# 22" On My 05 Show Gto



## ezchronic (Mar 18, 2007)




----------



## GTOJon (Jan 25, 2005)

I'm not one for big rims on most cars, but the view from the front is very sleek and sexy. I like the color scheme alot.


----------



## Devils3023 (May 21, 2007)

ezchronic said:


>


Why?? For the love of god why??!!! :willy:


----------



## 6QTS11OZ (Mar 27, 2005)

The one word that allows you to get away with the 22s is "show". Some may not accept the big wheels but how many "show" cars don't have something on it that's out of the norm. I think it's okay because it's not set up to be a canyon carver or track beast.


----------



## Turboduck (Oct 17, 2007)

hmmm you almost touch the carpet. Is there any rubbers down there ... ? 

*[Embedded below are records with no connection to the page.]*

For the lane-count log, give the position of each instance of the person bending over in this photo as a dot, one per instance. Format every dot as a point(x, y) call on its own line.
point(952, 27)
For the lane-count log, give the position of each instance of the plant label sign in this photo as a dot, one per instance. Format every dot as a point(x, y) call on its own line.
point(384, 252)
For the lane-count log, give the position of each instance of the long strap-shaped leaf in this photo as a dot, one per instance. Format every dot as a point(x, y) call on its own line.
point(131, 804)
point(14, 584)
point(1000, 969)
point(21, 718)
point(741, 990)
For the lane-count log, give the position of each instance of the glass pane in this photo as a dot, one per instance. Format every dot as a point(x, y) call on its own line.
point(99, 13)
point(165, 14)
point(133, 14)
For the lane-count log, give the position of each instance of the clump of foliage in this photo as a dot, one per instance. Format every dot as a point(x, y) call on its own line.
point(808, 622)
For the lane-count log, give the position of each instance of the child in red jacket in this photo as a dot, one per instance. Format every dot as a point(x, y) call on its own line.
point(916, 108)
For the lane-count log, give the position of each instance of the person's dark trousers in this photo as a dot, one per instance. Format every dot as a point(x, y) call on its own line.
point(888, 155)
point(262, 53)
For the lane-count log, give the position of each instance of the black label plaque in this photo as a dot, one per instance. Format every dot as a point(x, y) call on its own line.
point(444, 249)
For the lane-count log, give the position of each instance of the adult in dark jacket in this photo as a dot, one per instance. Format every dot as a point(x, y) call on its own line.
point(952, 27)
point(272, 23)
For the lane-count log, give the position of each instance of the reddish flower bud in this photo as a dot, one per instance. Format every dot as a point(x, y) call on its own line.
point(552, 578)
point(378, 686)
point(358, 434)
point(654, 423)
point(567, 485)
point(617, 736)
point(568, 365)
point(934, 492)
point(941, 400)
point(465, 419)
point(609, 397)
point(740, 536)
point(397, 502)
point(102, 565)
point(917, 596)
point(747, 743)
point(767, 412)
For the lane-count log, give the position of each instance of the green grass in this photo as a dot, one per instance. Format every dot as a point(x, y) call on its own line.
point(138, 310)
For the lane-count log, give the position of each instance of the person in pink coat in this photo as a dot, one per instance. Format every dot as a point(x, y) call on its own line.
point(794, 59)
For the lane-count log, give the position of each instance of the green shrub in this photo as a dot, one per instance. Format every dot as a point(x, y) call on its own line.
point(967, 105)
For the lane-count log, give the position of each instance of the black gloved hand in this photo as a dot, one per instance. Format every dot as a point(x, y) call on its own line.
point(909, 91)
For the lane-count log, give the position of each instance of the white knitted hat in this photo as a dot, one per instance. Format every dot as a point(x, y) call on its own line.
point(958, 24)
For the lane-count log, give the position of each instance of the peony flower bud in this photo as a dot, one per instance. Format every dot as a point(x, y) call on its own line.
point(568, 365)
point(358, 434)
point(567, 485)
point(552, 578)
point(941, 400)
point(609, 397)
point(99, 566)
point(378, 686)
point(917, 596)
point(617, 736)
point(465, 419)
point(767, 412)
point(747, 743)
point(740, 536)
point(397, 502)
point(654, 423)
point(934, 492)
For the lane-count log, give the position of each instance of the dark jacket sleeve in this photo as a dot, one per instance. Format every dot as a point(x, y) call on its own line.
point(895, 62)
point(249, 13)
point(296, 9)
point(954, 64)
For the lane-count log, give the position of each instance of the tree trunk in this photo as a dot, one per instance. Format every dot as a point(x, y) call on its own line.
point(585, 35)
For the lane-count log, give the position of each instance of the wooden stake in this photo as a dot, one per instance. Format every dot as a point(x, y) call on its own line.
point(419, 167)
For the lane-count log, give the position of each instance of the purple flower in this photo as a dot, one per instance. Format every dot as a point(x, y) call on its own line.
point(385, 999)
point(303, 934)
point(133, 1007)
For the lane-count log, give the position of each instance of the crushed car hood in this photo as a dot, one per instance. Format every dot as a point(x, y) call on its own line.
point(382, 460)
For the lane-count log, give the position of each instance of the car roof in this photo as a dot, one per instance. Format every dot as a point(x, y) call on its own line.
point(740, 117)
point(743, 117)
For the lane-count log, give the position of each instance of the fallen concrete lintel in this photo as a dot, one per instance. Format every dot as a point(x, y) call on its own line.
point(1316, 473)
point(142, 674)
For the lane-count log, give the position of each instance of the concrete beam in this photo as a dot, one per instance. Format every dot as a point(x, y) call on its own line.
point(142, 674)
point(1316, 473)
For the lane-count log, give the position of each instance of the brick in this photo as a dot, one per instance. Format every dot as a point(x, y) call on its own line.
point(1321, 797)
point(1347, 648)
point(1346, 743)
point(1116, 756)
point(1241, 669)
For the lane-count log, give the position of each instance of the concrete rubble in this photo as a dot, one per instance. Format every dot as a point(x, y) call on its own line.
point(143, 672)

Looks cool, but again ... it will definitely like riding a horse ...


----------



## Red Bearded Goat (Mar 19, 2007)

REPOST in another section = gay!


----------



## macgto7004 (Jul 22, 2007)

6QTS11OZ said:


> The one word that allows you to get away with the 22s is "show". Some may not accept the big wheels but how many "show" cars don't have something on it that's out of the norm. I think it's okay because it's not set up to be a canyon carver or track beast.


Another thing that "show" defines, is the ability to *not* drive it in real world conditions!

Russ


----------



## Chrisco (Mar 19, 2007)

Ummm, how about a NO! Ya crazy dutch bastard!


----------



## JerseyGoat (Dec 2, 2005)

paint the roof black


----------